Sei, mas isto não é objeto deste ensaio, que muitos textos de ficção são marcados pela trazida de realidade. Aqui caberia também uma discussão, da qual também me abstenho: o que é realidade. Até porque, quando escrevemos ficção, não raro devemos nos policiar para não traçarmos biografias de personagens conhecidas ou até precaver-nos que não aflore nossa autobiografia. Nesse caso damos asas a nossa imaginação, sendo que muitas vezes o id disputa com o ego a autoria de nossos textos onde nos fazemos, não raro, em super-heróis.

Entre as obras de ficção também cabem os muito apreciados romances históricos, onde viajamos a tempos ou lugares tendo com cicerone a imaginação de um escritor. Este talvez seja meu gênero ficcional preferidos.

Não sei em qual das duas categorias coloco os livros psicografados. Ler obras dessa natureza de personagens históricos é, mesmo para quem não professa o espiritismo, usualmente enriquecedor.

É nesta divisão: ficção e não ficção que aparecem as listas dos mais vendidos, as bibliotecas pessoais e, especialmente, nossas definições de leituras. Estas parecem que estão associadas, respectivamente, a duas palavras: lazer e trabalho. A primeira, parecem ligadas a algo que fizemos quando, prazerosamente, nos permitimos a fugir a nossos deveres. Outra é comandada pelo feitor que nos cobra produção.

Quando insisto com meus orientandos que devem ler ficção, usualmente há surpresas. Ou mais, parece que os incito a uma transgressão. Mesmo como intelectuais que temos compromissos com nossa formação mais ampla, deleitar-nos com romance parece fazer assomar culpas, pois estamos ‘matando o horário que poderíamos estar trabalhando’.

Tento neste texto olhar essa divisão ficção e não ficção em outra dimensão. A escrita / leitura solidária e solitária. É muito usual que um texto acadêmico seja escrito em parceria com outros colegas. Não é raro temos textos com uma litania de participantes, que quase duvidamos de tão ampla coautoria. Já um texto de ficção, usualmente é solitário.

Eu não sou dado ao escrever acadêmico em parceria. Tenho poucos textos em coautoria, estes usualmente com orientandos ou ex-orientandos. São realmente textos a dois. Não considero um texto em coautoria aqueles que são contribuições individuais em capítulos de livro. Minha reduzida experiência como organizador de dois livros me mostrou que mesmo que se insistisse na exigência de um fio condutor nos capítulos de cada um dos autores, usualmente se originam textos muito individuais.

Há que reconhecer que os textos acadêmicos não são de uma maneira geral solitários. 
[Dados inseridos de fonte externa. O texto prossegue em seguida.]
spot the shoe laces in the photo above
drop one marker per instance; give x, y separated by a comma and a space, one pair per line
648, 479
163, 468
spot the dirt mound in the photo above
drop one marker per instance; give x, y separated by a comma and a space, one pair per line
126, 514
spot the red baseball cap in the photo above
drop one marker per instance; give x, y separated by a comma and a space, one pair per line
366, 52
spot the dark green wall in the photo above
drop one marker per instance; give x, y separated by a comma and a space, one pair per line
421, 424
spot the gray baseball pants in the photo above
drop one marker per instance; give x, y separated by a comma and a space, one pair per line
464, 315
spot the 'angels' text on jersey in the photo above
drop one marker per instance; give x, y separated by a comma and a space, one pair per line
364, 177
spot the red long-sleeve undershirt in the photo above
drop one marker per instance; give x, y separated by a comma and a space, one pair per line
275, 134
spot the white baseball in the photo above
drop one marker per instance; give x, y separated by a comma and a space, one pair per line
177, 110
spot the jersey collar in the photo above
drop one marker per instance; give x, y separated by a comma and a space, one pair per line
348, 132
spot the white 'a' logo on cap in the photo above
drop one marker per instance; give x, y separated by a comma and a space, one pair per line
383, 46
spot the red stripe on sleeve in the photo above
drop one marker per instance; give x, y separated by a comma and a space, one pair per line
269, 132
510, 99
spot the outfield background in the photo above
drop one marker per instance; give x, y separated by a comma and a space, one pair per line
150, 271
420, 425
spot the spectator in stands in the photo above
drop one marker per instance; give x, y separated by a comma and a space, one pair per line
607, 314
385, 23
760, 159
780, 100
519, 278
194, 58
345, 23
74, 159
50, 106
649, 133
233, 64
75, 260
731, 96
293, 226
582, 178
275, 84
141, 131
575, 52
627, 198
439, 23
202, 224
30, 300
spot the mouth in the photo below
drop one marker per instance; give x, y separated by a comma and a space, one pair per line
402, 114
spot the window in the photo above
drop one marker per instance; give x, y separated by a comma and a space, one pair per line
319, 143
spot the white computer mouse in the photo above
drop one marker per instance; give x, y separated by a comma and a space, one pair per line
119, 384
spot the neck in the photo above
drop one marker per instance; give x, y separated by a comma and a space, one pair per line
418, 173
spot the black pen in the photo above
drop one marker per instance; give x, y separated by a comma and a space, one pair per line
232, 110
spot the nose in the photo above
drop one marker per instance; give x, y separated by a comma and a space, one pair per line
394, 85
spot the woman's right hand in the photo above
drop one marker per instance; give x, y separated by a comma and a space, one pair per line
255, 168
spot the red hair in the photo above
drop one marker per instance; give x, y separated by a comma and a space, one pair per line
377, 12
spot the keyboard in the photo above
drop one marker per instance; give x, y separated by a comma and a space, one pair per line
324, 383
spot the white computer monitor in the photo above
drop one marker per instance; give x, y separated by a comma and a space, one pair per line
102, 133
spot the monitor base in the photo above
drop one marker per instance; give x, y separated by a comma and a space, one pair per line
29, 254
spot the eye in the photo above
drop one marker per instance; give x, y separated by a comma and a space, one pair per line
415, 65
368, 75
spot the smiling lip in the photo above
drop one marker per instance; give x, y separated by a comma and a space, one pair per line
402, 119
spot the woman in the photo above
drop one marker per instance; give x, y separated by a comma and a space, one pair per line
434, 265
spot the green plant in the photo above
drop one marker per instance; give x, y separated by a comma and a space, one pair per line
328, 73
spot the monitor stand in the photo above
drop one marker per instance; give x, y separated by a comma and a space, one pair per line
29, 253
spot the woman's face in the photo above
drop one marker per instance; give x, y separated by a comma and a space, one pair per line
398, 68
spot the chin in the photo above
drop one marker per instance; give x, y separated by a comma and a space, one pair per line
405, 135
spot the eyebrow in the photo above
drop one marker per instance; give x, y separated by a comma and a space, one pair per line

Não é sem razão, que apensamos ao final uma bibliografia e no Alfabetização científica: questões e desafios para a Educação coloquei essa abertura (que retirei de minha tese de doutorado) antes de citar as obras consultadas. Encanta-me o continuado diálogo — às vezes um imperceptível sussurro — que ouço em cada um dos livros que manuseei para fazer este livro. Minha gratidão aos homens e mulheres de quem me apossei das ideias. Realmente, é muito difícil existir um texto acadêmico que não tenha pareceria, mesmo que não consultemos nenhum autor para escrever o texto. Não é sem razão, que o livro antes citado, tem os direitos autorais das cinco edições doados ao Departamento de Educação do MST, pois muitos capítulos são resultados de meu aprendizado na formação de professoras e professores para acampamentos e assentamentos.

Mesmo que ainda volte no encerramento a escrita dita solitária, quero comentar algo da leitura. Parece a esta cabe o mesmo paralelismo que fiz a escrita.

A leitura de não ficção é mais apropriada para uma leitura solidária, enquanto a ficção é mais dada a ser solitária. No primeiro caso estão os seminários acadêmicos onde todos leem – individualmente ou em grupo – um texto e depois se debate as ideias do autor. Há grupos literários que fazem isto com obras de ficção. Mesmo que menos usual, se pode prever que aí as discussões possam não ser tão críticas como, por exemplo, em um texto acadêmico.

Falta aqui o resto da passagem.